The United Nations Children’s Fund (UNICEF) Representative for Somalia Jeremy Hopkins said in a statement received on Sunday that the vaccination drive follows a serious outbreak in southern Somalia.

“Measles is one of the most deadly vaccine-preventable diseases but sadly it is far from being the only one in Somalia,” Hopkins said.

Hopkins said many of the children suspected to be suffering from measles are sleeping on the floor of Kismayo General Hospital. Most were not vaccinated against measles although there are 16 free vaccination posts in Kismayo.

“We are most grateful to our donors, but we need increased support to ensure we have nationwide immunization coverage and engagement with local communities to ensure every child is fully vaccinated,” Hopkins said.
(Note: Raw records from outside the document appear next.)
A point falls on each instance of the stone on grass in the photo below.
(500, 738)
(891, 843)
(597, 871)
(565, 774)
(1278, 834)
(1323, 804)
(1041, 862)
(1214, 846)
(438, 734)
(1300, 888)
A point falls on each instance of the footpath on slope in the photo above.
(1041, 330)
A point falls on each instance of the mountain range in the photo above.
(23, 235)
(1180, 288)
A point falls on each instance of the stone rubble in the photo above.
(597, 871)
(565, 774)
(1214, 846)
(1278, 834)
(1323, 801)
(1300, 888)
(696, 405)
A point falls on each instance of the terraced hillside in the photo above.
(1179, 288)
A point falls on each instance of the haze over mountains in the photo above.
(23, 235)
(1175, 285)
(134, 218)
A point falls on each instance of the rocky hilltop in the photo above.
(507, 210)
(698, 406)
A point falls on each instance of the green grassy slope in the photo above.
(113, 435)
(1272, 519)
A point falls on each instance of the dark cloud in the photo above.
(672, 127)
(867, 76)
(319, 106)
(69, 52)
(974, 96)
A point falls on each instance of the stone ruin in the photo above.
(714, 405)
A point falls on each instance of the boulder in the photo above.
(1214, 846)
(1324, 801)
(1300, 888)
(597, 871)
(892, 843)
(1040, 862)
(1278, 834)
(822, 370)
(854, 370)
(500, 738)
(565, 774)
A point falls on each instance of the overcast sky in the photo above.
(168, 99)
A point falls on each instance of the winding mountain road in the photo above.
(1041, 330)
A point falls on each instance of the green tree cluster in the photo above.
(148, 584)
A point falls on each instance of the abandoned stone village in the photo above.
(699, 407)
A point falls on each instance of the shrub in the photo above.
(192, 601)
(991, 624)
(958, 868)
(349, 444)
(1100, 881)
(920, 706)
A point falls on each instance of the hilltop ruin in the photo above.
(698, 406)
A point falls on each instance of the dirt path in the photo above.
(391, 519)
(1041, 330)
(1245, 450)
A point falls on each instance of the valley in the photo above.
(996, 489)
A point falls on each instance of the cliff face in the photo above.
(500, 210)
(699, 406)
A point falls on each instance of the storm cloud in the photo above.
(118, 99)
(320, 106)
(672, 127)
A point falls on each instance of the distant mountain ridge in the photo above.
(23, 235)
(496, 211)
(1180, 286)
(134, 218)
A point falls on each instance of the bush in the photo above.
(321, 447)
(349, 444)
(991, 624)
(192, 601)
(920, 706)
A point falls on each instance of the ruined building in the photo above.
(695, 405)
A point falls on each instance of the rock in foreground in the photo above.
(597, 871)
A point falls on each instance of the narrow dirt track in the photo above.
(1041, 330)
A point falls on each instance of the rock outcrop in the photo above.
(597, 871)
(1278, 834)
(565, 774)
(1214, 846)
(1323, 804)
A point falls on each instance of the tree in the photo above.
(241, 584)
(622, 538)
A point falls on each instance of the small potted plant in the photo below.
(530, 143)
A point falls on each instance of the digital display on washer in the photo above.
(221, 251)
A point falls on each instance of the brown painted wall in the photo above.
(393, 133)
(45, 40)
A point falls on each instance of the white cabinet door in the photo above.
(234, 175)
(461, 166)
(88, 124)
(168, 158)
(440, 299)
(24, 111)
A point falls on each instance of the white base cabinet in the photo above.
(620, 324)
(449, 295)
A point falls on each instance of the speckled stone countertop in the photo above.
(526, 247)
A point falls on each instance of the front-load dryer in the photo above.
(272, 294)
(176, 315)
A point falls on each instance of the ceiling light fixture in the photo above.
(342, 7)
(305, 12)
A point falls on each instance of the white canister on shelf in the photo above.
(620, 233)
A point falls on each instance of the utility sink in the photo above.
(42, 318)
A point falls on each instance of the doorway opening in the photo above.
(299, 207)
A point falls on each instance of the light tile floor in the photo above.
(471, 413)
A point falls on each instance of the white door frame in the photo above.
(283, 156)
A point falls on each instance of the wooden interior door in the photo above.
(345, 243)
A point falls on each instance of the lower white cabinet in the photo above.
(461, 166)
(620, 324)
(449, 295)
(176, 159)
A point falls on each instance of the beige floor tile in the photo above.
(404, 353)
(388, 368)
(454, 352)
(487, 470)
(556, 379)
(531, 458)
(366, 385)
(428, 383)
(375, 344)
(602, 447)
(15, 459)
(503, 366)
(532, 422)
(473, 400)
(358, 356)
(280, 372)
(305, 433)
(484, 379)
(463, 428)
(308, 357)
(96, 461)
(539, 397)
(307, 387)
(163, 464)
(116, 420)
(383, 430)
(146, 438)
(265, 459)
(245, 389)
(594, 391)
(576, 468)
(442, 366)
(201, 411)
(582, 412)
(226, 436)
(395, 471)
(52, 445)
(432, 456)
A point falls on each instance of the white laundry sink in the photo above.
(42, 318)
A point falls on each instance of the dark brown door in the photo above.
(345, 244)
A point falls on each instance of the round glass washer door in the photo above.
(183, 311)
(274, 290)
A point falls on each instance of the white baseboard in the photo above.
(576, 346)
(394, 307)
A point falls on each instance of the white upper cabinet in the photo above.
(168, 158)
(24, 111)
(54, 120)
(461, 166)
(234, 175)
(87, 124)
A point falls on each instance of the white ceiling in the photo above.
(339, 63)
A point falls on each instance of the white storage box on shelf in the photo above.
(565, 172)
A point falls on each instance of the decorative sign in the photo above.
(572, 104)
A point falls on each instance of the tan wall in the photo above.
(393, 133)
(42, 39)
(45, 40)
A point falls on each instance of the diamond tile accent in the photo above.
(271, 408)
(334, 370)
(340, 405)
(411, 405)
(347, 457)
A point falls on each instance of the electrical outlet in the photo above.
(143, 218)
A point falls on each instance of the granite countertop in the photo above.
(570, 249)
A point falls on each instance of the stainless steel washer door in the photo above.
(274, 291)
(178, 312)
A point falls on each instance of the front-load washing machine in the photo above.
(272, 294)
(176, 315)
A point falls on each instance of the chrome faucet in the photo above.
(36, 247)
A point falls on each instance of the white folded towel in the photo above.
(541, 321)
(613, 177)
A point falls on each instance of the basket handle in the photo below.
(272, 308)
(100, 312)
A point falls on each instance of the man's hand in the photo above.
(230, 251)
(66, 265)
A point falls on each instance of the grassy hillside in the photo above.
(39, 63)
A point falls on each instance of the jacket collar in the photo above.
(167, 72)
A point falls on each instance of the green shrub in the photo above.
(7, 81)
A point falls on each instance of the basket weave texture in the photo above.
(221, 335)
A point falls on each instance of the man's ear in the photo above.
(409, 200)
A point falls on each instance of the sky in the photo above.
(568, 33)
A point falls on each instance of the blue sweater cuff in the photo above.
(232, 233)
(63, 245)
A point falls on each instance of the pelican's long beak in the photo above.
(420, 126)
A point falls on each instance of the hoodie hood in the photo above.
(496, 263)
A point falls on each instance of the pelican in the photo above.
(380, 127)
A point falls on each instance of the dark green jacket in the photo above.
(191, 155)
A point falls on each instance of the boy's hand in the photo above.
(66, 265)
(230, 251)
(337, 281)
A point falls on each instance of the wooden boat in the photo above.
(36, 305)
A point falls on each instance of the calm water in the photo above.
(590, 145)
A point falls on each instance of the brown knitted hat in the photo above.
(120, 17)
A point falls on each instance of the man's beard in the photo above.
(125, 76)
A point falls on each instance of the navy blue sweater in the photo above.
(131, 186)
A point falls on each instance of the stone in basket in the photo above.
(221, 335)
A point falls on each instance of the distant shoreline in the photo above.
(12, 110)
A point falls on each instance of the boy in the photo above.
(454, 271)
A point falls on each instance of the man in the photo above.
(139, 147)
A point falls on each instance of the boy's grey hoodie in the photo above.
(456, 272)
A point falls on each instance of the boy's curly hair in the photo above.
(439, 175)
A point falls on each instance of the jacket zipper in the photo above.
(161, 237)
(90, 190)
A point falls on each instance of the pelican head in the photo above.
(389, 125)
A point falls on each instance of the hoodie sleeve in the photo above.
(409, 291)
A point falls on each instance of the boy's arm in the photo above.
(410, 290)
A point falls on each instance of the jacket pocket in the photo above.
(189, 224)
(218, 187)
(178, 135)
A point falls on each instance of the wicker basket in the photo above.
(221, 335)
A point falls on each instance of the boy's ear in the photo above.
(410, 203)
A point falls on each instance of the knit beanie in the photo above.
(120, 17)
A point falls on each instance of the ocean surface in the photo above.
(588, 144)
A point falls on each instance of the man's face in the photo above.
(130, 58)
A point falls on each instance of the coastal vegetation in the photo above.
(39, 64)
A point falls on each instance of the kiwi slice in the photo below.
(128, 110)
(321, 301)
The UN agency has supported the swift delivery of 55,000 doses of measles vaccine to Kismayo along with Vitamin A supplementation to boost immunity. The vaccines are funded by the Office of U.S. Foreign Disaster Assistance (OFDA) and Japan.

According to UNICEF, measles is a key indicator of the strength of a country’s immunization systems while Somalia has one of the lowest immunization rates in the world. It is a highly contagious viral disease and a leading cause of death among young children in Somalia.

It can cause pneumonia, diarrhea and encephalitis which lead to brain swelling and blindness and often attacks those with weak immunity resulting from malnutrition, Vitamin A deficiency and unhygienic living conditions.